The dataset counts 467 subjects, 118 PD-VH, 349 PD-noVH, with participants being matched for age. Age and gender were used as covariates in the models. Analyses were carried out with R package braingraph74 and igraph75. To construct the networks, first we specified a general linear model for each region (thickness/area as outcome variable, age and gender as covariates). The structural covariance matrices of the two groups were defined by estimating the inter-regional correlation between model residuals of thickness and area (in separate models) (e.g.76) to build a 68x68 matrix. A density-based threshold77 was applied to the matrix in order to retain a percentage of the most positive correlations as non-zero elements in a binary adjacency matrix. Different densities ranging from 0.05 to 0.20 with a 0.01 step size were explored. The differences between PD-VH and PD-noVH covariance matrices were then computed, first to establish that the two matrices differed significantly from one another; secondly, a cell by cell comparison was carried out to establish which covariance patterns were significantly greater for the PD-VH group compared to the PD-noVH group. Random undirected and unweighted graphs were created for each group, and vertex- and graph-level metrics were computed for each group. For visualisation purposes a density of 0.13 was selected. Vertex importance was assessed using degree, betweenness centrality and nodal efficiency. A hub was categorised as such if its betweenness centrality was greater than the mean plus 1 standard deviation - calculated on all vertices at the same density78-82. To assess network segregation in order to better understand the communities observed, we used modularity, which is a measure of the strength of network partitions. High modularity is a measure of how much vertices from the same community are more connected to each other. Modularity was computed with the Louvain algorithms, which also partitioned the network in communities83. Cortical thickness-based networks have been shown to have distinct modules/communities of regions, similar to those derived from fMRI and DTI data78. Network analyses were performed with permutation tests (5000 cycles) and bootstrapping analyses to compare vertex-level measures.
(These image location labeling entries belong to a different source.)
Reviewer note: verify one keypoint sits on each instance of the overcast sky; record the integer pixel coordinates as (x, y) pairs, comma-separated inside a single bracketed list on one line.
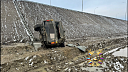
[(110, 8)]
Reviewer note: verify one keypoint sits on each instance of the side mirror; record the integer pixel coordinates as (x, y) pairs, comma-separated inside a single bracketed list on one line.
[(37, 27)]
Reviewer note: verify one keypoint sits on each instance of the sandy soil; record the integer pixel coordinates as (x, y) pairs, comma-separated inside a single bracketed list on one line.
[(22, 57)]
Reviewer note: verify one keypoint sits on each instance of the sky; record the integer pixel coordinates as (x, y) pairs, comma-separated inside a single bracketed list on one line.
[(110, 8)]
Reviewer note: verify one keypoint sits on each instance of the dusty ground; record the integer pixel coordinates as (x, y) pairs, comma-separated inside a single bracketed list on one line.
[(20, 57)]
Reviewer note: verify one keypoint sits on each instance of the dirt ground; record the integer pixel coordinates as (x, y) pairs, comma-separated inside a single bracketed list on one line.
[(20, 57)]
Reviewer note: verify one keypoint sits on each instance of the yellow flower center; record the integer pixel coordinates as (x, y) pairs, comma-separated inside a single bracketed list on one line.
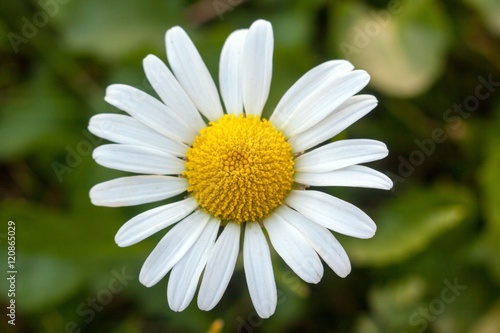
[(239, 168)]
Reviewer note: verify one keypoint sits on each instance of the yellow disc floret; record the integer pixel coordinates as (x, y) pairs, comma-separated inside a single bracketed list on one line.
[(239, 168)]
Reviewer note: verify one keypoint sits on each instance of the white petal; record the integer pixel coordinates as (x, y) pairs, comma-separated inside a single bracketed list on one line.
[(192, 74), (220, 267), (138, 159), (172, 247), (345, 115), (332, 213), (339, 154), (136, 190), (154, 220), (306, 86), (354, 175), (149, 111), (171, 92), (325, 100), (257, 66), (126, 130), (230, 72), (320, 239), (186, 273), (294, 249), (259, 270)]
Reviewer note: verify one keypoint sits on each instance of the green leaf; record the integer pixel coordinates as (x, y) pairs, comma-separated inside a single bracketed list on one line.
[(112, 29), (489, 10), (35, 286), (394, 303), (403, 47), (86, 236), (36, 116), (488, 247), (489, 322), (410, 223)]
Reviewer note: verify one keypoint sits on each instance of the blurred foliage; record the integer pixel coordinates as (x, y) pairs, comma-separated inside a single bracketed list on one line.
[(434, 264)]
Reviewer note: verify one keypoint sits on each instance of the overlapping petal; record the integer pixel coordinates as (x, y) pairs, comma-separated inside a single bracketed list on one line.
[(332, 213), (340, 154), (136, 190), (259, 270), (172, 247), (231, 72), (127, 130), (257, 66), (192, 74)]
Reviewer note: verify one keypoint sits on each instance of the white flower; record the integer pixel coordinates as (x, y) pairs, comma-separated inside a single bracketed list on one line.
[(240, 171)]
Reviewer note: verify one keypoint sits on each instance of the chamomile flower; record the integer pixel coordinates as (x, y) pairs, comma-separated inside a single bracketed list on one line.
[(244, 178)]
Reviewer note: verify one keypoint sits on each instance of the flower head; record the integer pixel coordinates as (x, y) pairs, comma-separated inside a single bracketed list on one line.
[(239, 172)]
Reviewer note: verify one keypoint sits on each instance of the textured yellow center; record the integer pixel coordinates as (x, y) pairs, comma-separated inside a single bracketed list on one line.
[(239, 168)]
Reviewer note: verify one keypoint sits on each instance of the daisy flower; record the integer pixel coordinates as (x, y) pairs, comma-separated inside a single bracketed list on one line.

Results were false discovery rate corrected.
Finally, to further assess the relationship between graph level metrics and visual hallucinations in the full sample, we computed Pearson’s correlation coefficients between the difference of the means of graph metrics of interest (vulnerability, transitivity, local and nodal efficiency, path length, betweenness centrality, eccentricity, distance) for the models on thickness and surface area separately, and the difference of the means in thickness and in surface area, respectively, with the NPI subsample, for which we have all clinical and demographic information and in which participants are matched on all those variables.